Erika Kitzmiller

Historian - Ethnographer - Educator

This story traces the transformation of an American high school over the course of the twentieth century.  In 1914, when Germantown High School officially opened, Martin G. Brumbaugh, the superintendent of the School District of Philadelphia, told residents that they had one of the finest high schools in the nation.  When it opened, this neighborhood high school, located in a quaint, suburban neighborhood on Philadelphia’s northwest corner, provided Germantown youth with a first-rate education and the necessary credentials to secure a prosperous future.  In 2013, almost a century later, William Hite, the superintendent of schools, announced that Germantown High School was one of 41 schools slated for closure due to low academic achievement. How is it that over the course of one century, Germantown High School, like so many other schools that serve low-income students of color, transformed from one of the finest institutions in the nation to the prototype of an urban school beyond repair?

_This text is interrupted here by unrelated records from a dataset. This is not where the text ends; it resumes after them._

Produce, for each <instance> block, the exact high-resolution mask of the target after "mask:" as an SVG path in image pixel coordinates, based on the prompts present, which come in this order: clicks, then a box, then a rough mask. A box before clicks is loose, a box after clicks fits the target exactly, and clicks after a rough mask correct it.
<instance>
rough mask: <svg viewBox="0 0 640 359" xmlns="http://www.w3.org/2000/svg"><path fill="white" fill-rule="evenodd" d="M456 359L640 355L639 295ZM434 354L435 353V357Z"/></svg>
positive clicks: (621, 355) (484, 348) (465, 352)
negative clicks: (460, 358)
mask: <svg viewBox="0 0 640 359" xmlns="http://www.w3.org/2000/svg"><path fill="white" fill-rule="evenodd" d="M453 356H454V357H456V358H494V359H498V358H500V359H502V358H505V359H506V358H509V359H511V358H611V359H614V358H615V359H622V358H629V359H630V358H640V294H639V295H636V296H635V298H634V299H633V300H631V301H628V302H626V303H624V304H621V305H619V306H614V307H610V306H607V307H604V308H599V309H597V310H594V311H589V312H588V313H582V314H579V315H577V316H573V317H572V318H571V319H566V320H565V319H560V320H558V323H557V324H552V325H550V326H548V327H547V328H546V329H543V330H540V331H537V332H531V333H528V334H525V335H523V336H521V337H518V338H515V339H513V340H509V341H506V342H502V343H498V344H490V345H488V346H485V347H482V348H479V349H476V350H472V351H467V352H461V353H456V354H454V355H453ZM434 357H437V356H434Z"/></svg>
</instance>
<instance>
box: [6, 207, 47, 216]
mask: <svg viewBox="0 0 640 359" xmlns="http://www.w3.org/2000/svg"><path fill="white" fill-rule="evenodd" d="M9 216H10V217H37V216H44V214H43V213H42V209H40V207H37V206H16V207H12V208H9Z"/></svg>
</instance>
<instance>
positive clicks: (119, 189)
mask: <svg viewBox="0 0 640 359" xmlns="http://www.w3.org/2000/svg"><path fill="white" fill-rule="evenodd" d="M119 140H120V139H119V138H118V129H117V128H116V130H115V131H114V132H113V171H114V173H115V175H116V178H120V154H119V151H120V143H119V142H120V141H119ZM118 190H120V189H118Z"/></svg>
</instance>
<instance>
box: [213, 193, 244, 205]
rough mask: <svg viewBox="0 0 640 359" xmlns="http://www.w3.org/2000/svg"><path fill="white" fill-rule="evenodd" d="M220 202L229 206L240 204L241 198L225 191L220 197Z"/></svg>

My study, The Roots of Educational Inequality, is the first study to explore the political, economic, and social factors that contributed to the transformation of American high schools and the escalation of educational inequality over the course of the entire twentieth century.  This book links the history of a comprehensive high school to the history of its local community to its city, state, and nation. Through a fresh, longitudinal analysis that investigates daily events rather than focusing solely on key turning points, this study challenges conventional, declension narratives that suggest that American high schools have moved steadily from pillars of success to institutions of failures.  Instead, this work demonstrates that educational inequality has been embedded in our nation’s urban high schools since their founding.   My book manuscript argues that urban schools were never funded adequately.  Since the beginning of the twentieth century, urban school districts lacked the tax revenues needed to operate their schools.  Rather than raising taxes, these school districts relied on private philanthropy to subsidize a lack of government aid.  Over time, this philanthropy disappeared leaving urban schools with inadequate funds and exacerbating the level of educational inequality. 

This manuscript has been supported with generous support and fellowships from the University of Pennsylvania's Graduate School of Education, the School of Arts and Sciences, Harvard University's Hutchins Center, the National Academy of Education, and the Spencer Foundation.  It is currently under review with the University of Pennsylvania Press.